うちこのヨガ日記

ヨガの練習や読書、旅、生活、心のなかのこと。

アルジャーノンに花束を ダニエル・キイス著 / 小尾芙佐 (翻訳)


リアルタイムでベストセラーだった頃からずっと気になりつつ、文庫を入手してからも出だしの文章になじめず挫折を繰り返していた本。
年末の掃除をきっかけに読み始め、ゆっくりじっくり読み終えました。なるほどこういうわけですね。そして、かなり後をひきますね。あらすじは思いっきり背表紙に書いてあって、わかっているのに過程がすごい。
さまざまな意識の中でもこういう感覚の起こるメインの部位は、たぶん筋肉で言うなら大殿筋。何回も何回もスクワットが続いて途中からはもうしんどいことがあたりまえになってきて麻痺してきて、読み終えたら見事にドスーンと重く沈む。そして人間の感情というのはこんなふうに、具体的に質量を持つ重いものだったのだよな…と気づく。そんなこころの筋肉痛。

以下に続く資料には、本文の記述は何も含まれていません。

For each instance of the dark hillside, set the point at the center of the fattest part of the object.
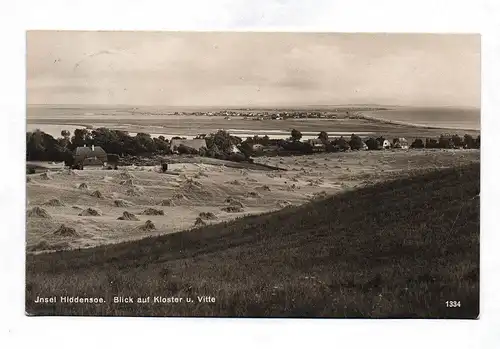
(397, 249)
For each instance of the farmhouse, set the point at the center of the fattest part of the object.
(90, 156)
(190, 143)
(400, 143)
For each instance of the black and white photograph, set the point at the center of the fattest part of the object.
(253, 174)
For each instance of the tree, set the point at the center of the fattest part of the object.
(373, 144)
(356, 143)
(341, 144)
(323, 136)
(296, 135)
(469, 142)
(431, 143)
(418, 144)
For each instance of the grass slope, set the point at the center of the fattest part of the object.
(398, 249)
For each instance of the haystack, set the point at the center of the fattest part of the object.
(284, 203)
(65, 231)
(234, 182)
(207, 215)
(83, 186)
(69, 172)
(54, 202)
(97, 194)
(126, 175)
(38, 212)
(319, 195)
(127, 216)
(199, 222)
(132, 192)
(166, 202)
(45, 176)
(233, 202)
(122, 203)
(90, 212)
(147, 226)
(153, 212)
(178, 196)
(232, 209)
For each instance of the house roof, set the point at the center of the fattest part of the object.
(315, 141)
(83, 153)
(191, 143)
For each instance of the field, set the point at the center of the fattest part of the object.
(199, 193)
(399, 248)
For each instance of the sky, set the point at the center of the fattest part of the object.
(252, 69)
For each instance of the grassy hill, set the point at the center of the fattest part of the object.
(397, 249)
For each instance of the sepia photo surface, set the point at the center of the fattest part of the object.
(245, 174)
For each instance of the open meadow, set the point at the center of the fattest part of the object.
(97, 206)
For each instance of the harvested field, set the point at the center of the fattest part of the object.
(369, 249)
(38, 212)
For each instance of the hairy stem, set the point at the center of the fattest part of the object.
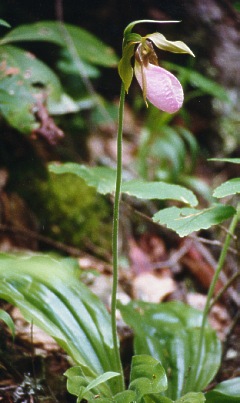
(221, 261)
(115, 239)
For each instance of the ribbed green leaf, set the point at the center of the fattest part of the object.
(228, 188)
(102, 178)
(147, 376)
(192, 397)
(83, 386)
(170, 333)
(225, 392)
(87, 45)
(186, 220)
(159, 190)
(49, 293)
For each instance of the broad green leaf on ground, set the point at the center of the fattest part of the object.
(186, 220)
(192, 397)
(225, 392)
(231, 160)
(228, 188)
(205, 84)
(88, 47)
(6, 318)
(147, 376)
(127, 396)
(170, 332)
(48, 293)
(101, 178)
(159, 190)
(80, 385)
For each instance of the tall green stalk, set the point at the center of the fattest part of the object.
(220, 264)
(115, 239)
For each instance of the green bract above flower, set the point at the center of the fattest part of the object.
(159, 86)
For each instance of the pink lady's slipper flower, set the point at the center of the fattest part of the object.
(159, 86)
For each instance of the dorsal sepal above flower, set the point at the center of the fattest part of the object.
(162, 43)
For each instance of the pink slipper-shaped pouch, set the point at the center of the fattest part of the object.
(161, 88)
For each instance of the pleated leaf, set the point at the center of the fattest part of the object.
(170, 332)
(103, 179)
(186, 220)
(49, 293)
(160, 191)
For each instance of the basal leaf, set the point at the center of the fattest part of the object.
(192, 397)
(102, 178)
(147, 376)
(159, 190)
(87, 45)
(6, 318)
(48, 293)
(225, 392)
(170, 332)
(127, 396)
(228, 188)
(80, 385)
(186, 220)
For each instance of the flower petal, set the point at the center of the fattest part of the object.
(163, 89)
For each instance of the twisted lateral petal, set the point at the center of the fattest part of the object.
(161, 88)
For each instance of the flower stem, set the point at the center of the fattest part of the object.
(115, 240)
(221, 261)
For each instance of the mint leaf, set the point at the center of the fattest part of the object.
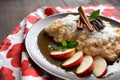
(55, 47)
(72, 44)
(94, 15)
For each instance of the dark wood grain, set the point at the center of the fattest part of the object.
(13, 11)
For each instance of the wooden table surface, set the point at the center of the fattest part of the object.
(13, 11)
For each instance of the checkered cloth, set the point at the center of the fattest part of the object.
(15, 63)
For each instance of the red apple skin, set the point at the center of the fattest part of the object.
(104, 72)
(63, 54)
(106, 69)
(87, 71)
(74, 64)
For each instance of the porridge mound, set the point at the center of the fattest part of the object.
(105, 42)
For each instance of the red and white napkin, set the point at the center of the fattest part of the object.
(15, 63)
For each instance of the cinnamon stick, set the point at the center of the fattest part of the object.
(85, 19)
(80, 24)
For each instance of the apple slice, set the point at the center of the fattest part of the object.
(86, 66)
(73, 61)
(100, 66)
(63, 54)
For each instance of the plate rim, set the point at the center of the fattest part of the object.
(29, 52)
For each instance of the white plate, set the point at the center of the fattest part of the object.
(41, 60)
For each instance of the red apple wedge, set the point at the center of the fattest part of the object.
(100, 66)
(86, 66)
(63, 54)
(73, 61)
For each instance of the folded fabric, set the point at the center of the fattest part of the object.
(15, 63)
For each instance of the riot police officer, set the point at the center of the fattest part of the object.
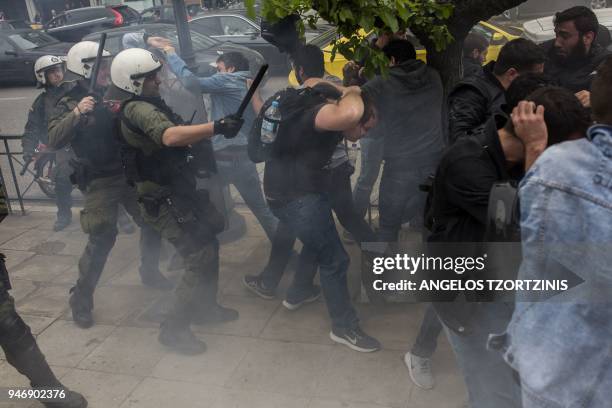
(20, 347)
(157, 159)
(49, 71)
(82, 120)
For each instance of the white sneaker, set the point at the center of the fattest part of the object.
(420, 371)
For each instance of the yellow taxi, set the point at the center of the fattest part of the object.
(497, 37)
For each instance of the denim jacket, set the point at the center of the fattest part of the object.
(562, 346)
(226, 92)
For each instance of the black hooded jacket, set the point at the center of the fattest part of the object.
(473, 101)
(575, 75)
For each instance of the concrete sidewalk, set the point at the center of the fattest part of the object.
(270, 357)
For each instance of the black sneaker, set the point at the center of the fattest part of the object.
(181, 340)
(355, 339)
(295, 304)
(254, 284)
(215, 314)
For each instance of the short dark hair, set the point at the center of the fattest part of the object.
(234, 59)
(583, 17)
(310, 58)
(601, 104)
(525, 85)
(520, 54)
(400, 50)
(474, 41)
(563, 113)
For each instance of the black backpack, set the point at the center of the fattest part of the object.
(291, 103)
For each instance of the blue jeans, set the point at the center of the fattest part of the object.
(372, 149)
(427, 340)
(401, 200)
(236, 168)
(489, 380)
(310, 218)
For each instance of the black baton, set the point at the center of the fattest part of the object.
(251, 91)
(94, 74)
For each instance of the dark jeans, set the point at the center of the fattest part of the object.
(401, 200)
(310, 218)
(427, 339)
(282, 244)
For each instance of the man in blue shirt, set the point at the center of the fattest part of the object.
(560, 346)
(227, 88)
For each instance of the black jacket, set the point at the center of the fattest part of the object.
(474, 100)
(463, 182)
(38, 117)
(575, 75)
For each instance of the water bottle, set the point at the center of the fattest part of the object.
(269, 125)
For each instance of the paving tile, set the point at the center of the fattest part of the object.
(156, 393)
(254, 315)
(215, 367)
(37, 324)
(43, 268)
(66, 344)
(251, 399)
(102, 390)
(132, 351)
(15, 257)
(46, 301)
(9, 233)
(335, 403)
(309, 324)
(21, 288)
(28, 240)
(379, 378)
(271, 366)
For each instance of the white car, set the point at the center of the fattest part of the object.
(543, 29)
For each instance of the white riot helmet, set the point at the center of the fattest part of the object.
(130, 67)
(45, 63)
(81, 58)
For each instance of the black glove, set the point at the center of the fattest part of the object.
(229, 126)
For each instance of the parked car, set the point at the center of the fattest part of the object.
(497, 37)
(206, 49)
(238, 29)
(73, 25)
(163, 14)
(539, 8)
(19, 50)
(543, 29)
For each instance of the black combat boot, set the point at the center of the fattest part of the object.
(22, 352)
(81, 305)
(177, 335)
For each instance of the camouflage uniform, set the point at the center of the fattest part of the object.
(169, 202)
(19, 345)
(99, 175)
(36, 132)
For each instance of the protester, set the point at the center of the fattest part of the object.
(81, 120)
(308, 65)
(463, 182)
(477, 98)
(418, 359)
(474, 53)
(574, 54)
(49, 72)
(227, 88)
(560, 346)
(409, 102)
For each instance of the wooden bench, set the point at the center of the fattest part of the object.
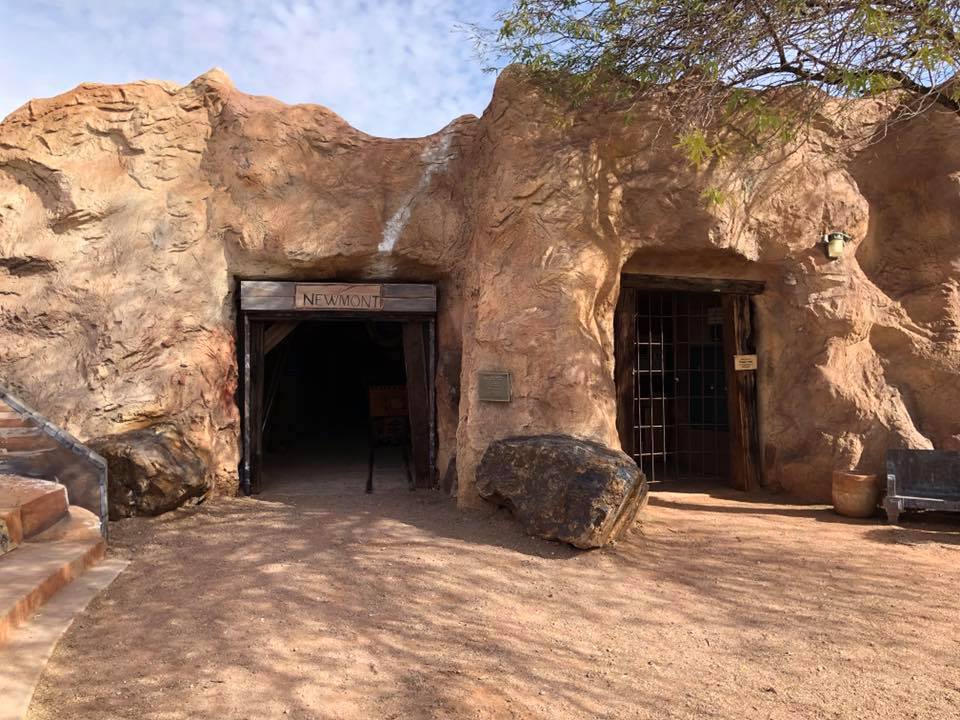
(922, 480)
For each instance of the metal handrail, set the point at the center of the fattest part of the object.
(68, 442)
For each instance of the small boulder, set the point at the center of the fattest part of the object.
(151, 471)
(563, 488)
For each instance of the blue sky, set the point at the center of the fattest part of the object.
(396, 68)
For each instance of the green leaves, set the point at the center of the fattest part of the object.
(729, 71)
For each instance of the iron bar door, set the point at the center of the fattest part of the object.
(672, 384)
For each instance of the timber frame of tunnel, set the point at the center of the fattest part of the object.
(686, 378)
(269, 311)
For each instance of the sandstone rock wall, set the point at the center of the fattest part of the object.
(127, 214)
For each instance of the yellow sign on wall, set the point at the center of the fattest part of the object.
(744, 362)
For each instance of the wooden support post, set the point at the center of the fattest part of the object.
(741, 394)
(252, 403)
(415, 358)
(625, 340)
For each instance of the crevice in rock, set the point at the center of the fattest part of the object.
(22, 266)
(118, 139)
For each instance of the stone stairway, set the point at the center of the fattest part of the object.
(45, 544)
(52, 511)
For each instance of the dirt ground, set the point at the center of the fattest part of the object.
(395, 605)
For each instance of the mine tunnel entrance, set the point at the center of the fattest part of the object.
(337, 386)
(686, 380)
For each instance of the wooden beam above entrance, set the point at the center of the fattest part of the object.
(338, 297)
(692, 284)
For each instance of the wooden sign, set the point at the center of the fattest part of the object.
(405, 298)
(744, 362)
(494, 386)
(331, 296)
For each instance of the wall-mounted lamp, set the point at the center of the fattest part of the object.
(835, 241)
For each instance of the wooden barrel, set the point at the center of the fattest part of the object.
(855, 495)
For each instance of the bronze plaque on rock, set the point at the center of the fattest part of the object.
(494, 386)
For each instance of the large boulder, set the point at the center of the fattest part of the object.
(151, 471)
(563, 488)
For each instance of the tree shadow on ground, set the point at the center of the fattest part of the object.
(396, 605)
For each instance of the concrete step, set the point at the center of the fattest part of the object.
(28, 507)
(28, 650)
(13, 420)
(35, 571)
(25, 438)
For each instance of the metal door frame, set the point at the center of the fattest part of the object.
(738, 339)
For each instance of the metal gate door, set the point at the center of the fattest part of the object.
(680, 428)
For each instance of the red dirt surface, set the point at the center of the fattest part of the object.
(395, 605)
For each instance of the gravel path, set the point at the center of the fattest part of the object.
(342, 605)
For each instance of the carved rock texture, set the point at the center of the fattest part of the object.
(562, 488)
(151, 471)
(127, 213)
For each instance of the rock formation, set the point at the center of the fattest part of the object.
(128, 212)
(562, 488)
(151, 471)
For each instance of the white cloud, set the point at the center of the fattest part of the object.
(394, 68)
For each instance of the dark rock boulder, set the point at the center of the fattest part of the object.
(563, 488)
(151, 471)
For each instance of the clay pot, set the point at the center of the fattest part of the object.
(855, 495)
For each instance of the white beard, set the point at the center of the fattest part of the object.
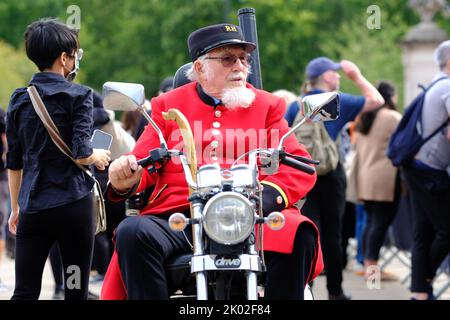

効率だの有意義だのと「知」を追いかける車輪が回りはじめてとまらない、そういうことはわたしの日常の中でもたくさんあって、だからといって "ダメなわたし" が他人から愛されている瞬間にも差別感情を受け取る気持ち悪さは確実に存在していて、どっちにしても苦しくて。
さまざまな苦しみのなかでも、こんなにも混み入った状態をよくも設定し、ともに振り返らせてくれるとは、なんという小説でしょう。
以下の部分で、わたしは完全にこの世界に呑みこまれたと思いました。

 人々が私を笑いものにしていたことを知ったのはつい最近のことだ。それなのに、知らぬ間に私は私自身を笑っている連中の仲間に加わっていた。そのことが何よりも私を傷つけた。

こんなふうに、わたしも自分で自分を傷つけている。
勉強になったとか反省したとかグッときたとか撃沈したとかヤられたとかいいながら、反応を外部に示しながら、自分自身を外から笑うかのような、こんな感情の合理化。自分自身をも「効率的に」「合理的に」処理してしまおうとする、あの存在のおそろしさ。
これは感動とか言っていられないくらいおそろしい小説だと思うのだけど、感動作っぽい扱いですね。みなさんメンタルお強いのね…。